Evolution provides a creative fount of complex and subtle adaptations that often surprise the scientists who discover them. However, the creativity of evolution is not limited to the natural world: artificial organisms evolving in computational environments have also elicited surprise and wonder from the researchers studying them. The process of evolution is an algorithmic process that transcends the substrate in which it occurs. Indeed, many researchers in the field of digital evolution can provide examples of how their evolving algorithms and organisms have creatively subverted their expectations or intentions, exposed unrecognized bugs in their code, produced unexpectedly adaptations, or engaged in behaviors and outcomes uncannily convergent with ones found in nature. Such stories routinely reveal surprise and creativity by evolution in these digital worlds, but they rarely fit into the standard scientific narrative. Instead they are often treated as mere obstacles to be overcome, rather than results that warrant study in their own right. Bugs are fixed, experiments are refocused, and one-off surprises are collapsed into a single data point.
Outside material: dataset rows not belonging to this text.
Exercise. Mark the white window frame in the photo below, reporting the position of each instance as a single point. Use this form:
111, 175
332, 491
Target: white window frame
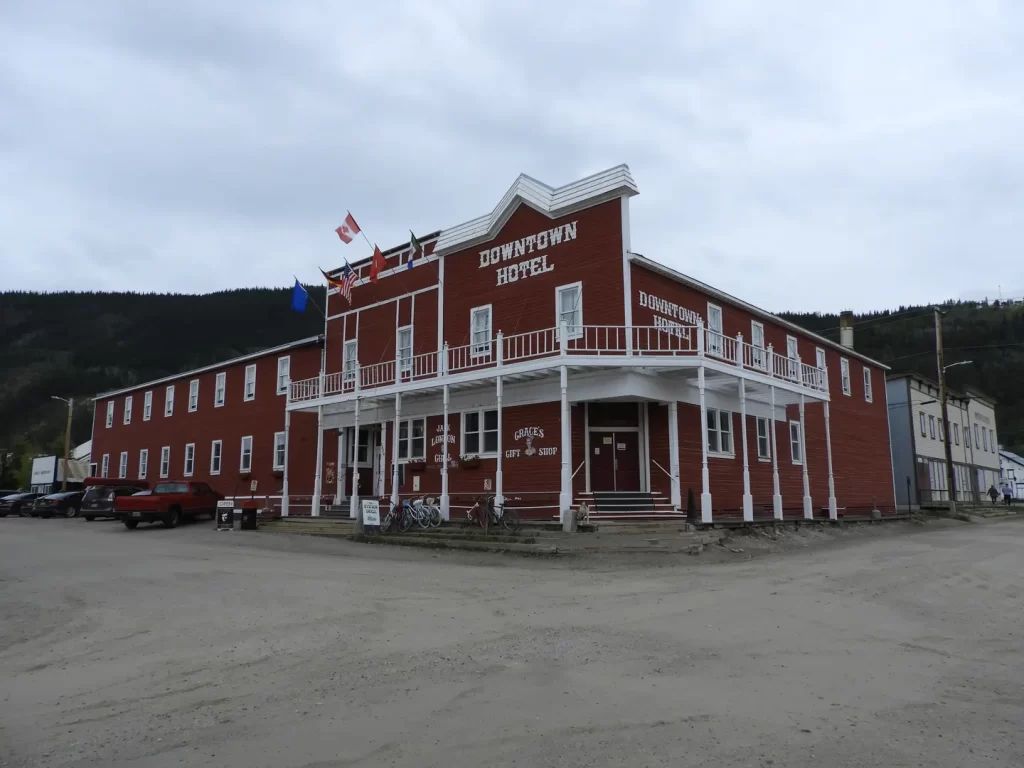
574, 330
758, 354
248, 396
480, 347
189, 467
406, 441
717, 430
349, 361
481, 432
766, 454
279, 451
245, 466
220, 389
716, 345
284, 377
216, 456
403, 363
797, 457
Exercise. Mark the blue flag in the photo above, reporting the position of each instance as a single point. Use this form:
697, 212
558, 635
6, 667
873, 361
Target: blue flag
299, 298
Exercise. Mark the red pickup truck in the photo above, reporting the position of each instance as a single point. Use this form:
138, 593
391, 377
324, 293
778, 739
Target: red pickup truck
170, 503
The stories themselves are traded among researchers through oral tradition, but that mode of information transmission is inefficient and prone to error and outright loss. Moreover, the fact that these stories tend to be shared only among practitioners means that many natural scientists do not realize how interesting and lifelike digital organisms are and how natural their evolution can be. To our knowledge, no collection of such anecdotes has been published before. This paper is the crowd-sourced product of researchers in the fields of artificial life and evolutionary computation who have provided first-hand accounts of such cases. It thus serves as a written, fact-checked collection of scientifically important and even entertaining stories. In doing so we also present here substantial evidence that the existence and importance of evolutionary surprises extends beyond the natural world, and may indeed be a universal property of all complex evolving systems.